Assim, passado o primeiro momento, depois que a família elabora e processa a informação, e que começa a lidar frontalmente com autismo, ela acaba por descobrir que a chave da questão não é a de tentar mudar a condição do autista. Na verdade, esses pacientes nos ensinam que nós – os adultos “normais” –  é que precisamos mudar nossas expectativas, para aprendermos a lidar com a sua singularidade.

Muitas histórias sobre autismo são dolorosas. Mas, felizmente, cada vez mais temos tido a oportunidade de conhecer situações vitoriosas de famílias que conseguem a adaptação e, com persistência e busca incessante de informações, vêem seus entes queridos se inserindo cada vez mais no convívio social.

Esses enredos de superação costumam ter alguns aspectos em comum. São percepções importantes sobre a condição do autista e a forma de lidar com o quadro no dia a dia, que fazem toda a diferença. Vou lista-las, na expectativa de que possam ajudar outras famílias que vivam ou venham a viver o desafio de ter uma dessas pessoas especiais em seu convívio:

  • É fundamental entender desde o primeiro momento que, embora haja algumas características comuns aos autistas, o diagnóstico de autismo, por si, não impõe um limite à inteligência e às potencialidades do indivíduo;

  • É preciso ter a consciência de que, como todas as pessoas, esses indivíduos têm pensamentos e sentimentos tão complexos quanto os de todo mundo, sendo que a sua grande dificuldade está em expressar-se dentro dos códigos que são naturais e normais para a maioria das pessoas;

  • É essencial entender que o ambiente que é comum à maioria das pessoas pode ser hostil para o autista, porque a sua percepção sensorial é diferente, desordenada. Luz, odores, barulho, toque e outras sensações são captados pelo sistema nervoso desses indivíduos de uma forma amplificada, que lhes é extremamente incômoda. É preciso saber respeitar isso;

  • Justamente porque tem os sentidos super-estimulados e, ao mesmo tempo, uma dificuldade no processamento da linguagem, com vocabulário limitado, o principal problema do autista está na sua capacidade de interação e comunicação. Cabe aos cuidadores, à família e aos educadores aprenderem a lidar com essas características;

  • O autista é um pensador concreto. A linguagem figurada é difícil para ele. Mas, diante de uma comunicação direta, paciente, simples e objetiva, essa pessoa mostra-se capaz de interagir dentro do grupo social, com comportamentos e reações desejáveis e que não raro surpreendem com seu alto nível de percepção e inteligência.

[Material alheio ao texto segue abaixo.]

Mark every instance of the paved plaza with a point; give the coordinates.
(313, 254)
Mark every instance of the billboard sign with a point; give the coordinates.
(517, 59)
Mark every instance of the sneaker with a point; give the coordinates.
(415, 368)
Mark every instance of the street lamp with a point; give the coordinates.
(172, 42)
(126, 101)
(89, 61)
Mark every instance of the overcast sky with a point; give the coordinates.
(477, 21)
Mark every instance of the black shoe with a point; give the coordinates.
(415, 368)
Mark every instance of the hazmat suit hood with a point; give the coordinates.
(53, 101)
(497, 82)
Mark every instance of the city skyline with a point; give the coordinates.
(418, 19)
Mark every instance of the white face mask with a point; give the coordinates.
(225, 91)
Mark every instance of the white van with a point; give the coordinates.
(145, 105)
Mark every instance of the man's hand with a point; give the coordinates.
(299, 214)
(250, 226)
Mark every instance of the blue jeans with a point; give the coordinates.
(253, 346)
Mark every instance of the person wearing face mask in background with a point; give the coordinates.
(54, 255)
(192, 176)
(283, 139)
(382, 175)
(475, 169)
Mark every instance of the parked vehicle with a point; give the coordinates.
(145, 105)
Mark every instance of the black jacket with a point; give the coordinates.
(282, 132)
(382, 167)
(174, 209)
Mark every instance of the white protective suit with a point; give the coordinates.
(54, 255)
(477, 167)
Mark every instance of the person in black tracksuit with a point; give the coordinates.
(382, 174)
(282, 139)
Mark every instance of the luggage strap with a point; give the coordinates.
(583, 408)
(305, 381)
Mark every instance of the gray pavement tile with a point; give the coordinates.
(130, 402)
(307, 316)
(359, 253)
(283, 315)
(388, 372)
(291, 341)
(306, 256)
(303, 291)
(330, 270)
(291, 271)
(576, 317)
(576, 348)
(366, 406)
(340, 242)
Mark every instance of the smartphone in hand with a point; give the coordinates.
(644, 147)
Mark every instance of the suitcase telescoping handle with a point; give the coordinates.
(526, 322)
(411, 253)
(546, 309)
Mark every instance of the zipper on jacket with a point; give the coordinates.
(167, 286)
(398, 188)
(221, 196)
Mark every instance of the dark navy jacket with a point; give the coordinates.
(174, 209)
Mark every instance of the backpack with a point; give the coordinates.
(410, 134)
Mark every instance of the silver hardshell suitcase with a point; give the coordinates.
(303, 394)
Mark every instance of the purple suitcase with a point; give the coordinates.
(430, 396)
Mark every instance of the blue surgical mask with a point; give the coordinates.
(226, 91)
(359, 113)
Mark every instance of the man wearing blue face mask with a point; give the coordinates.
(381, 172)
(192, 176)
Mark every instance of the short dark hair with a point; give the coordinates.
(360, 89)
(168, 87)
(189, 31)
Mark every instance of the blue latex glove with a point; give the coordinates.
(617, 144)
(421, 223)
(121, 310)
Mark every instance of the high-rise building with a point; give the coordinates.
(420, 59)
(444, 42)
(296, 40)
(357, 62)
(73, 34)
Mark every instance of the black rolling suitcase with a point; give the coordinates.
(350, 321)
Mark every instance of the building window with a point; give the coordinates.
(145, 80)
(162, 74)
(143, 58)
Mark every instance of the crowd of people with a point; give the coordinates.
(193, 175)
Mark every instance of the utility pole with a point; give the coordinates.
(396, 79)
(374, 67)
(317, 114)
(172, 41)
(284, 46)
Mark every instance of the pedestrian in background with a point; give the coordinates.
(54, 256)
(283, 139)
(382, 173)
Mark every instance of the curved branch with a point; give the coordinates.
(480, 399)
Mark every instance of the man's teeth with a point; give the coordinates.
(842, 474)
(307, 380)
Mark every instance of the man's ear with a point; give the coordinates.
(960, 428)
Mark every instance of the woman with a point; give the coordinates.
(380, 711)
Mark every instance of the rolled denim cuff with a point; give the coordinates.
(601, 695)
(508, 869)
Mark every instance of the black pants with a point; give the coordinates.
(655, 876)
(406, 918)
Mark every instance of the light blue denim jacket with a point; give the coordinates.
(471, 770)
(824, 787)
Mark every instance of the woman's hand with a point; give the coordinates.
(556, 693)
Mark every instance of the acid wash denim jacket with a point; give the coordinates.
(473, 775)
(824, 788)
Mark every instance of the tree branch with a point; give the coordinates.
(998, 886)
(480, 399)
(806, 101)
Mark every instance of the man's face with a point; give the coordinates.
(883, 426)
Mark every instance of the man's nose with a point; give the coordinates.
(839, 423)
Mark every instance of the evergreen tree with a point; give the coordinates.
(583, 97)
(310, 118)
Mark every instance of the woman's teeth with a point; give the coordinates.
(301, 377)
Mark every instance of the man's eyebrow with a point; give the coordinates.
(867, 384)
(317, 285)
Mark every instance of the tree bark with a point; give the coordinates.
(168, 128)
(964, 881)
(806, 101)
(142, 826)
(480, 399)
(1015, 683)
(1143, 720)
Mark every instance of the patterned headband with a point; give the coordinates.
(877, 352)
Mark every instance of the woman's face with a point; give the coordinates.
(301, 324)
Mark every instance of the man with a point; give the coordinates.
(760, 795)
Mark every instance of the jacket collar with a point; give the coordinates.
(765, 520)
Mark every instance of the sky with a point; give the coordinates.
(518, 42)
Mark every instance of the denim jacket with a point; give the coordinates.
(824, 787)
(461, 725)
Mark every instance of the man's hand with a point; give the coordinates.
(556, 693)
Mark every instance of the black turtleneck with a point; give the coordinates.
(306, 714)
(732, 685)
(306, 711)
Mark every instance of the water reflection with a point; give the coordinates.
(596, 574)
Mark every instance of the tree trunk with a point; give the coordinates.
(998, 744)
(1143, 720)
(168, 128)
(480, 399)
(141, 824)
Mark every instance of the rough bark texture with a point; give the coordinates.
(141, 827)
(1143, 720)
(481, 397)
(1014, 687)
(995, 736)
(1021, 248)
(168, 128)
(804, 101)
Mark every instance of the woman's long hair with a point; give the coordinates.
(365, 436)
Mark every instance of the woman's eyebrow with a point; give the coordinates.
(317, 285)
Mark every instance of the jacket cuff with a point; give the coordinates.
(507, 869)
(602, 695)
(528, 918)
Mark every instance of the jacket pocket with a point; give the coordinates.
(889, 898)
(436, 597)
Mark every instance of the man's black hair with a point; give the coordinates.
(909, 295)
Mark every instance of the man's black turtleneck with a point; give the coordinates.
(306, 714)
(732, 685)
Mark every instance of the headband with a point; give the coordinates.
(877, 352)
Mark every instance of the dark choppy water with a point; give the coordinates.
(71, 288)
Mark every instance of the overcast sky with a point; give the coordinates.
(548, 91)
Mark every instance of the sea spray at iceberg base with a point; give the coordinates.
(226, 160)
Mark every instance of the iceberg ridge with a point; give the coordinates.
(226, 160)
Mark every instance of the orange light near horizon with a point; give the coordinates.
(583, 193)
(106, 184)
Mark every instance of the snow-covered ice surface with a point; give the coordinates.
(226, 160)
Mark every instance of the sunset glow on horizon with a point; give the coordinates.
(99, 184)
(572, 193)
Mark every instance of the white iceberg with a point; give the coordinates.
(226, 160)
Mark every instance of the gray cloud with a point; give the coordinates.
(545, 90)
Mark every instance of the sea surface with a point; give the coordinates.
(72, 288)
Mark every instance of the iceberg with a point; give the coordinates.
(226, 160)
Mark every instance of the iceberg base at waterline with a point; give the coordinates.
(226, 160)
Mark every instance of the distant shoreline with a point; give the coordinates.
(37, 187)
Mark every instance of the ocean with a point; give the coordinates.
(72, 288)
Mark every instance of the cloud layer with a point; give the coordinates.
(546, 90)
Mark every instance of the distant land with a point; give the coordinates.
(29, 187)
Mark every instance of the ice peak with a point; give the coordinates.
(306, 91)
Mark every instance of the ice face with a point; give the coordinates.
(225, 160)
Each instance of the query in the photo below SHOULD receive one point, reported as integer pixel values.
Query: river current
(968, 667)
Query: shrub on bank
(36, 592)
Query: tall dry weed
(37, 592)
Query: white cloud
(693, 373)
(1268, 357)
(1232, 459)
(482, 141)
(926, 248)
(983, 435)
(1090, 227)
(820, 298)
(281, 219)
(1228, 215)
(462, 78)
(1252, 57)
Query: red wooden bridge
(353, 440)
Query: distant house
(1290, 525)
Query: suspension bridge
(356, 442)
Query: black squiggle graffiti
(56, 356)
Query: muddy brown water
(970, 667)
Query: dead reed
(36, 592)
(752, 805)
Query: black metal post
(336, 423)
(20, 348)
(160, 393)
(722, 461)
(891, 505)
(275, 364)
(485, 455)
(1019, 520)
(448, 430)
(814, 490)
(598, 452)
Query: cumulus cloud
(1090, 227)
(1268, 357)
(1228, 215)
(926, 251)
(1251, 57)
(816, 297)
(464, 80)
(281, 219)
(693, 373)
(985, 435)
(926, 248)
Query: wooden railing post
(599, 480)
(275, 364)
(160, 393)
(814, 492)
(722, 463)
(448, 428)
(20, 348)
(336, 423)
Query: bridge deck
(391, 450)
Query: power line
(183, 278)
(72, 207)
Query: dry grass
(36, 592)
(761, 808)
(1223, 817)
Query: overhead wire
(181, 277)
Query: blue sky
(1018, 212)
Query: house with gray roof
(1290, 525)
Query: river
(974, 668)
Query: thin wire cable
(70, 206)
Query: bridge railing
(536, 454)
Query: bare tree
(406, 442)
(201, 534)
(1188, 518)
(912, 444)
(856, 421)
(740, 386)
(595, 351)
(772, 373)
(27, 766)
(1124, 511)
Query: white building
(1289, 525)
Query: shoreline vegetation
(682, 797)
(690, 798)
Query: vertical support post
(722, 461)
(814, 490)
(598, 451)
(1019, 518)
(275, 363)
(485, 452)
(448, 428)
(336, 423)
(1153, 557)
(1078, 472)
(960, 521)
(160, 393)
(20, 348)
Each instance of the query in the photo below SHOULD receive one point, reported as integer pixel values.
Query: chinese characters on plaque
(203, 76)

Além do engajamento da família e da constante busca de informações, a criança autista precisa de um acompanhamento muldisciplinar, que, além de médicos, envolve psicólogos, fonoaudiólogos e outros terapeutas. Com a devida atenção e o devido apoio, esses indivíduos, no final das contas, acabam por revelar talentos e habilidades que surpreendem a todos. É uma questão de aprendermos a chegar até eles. Não o contrário.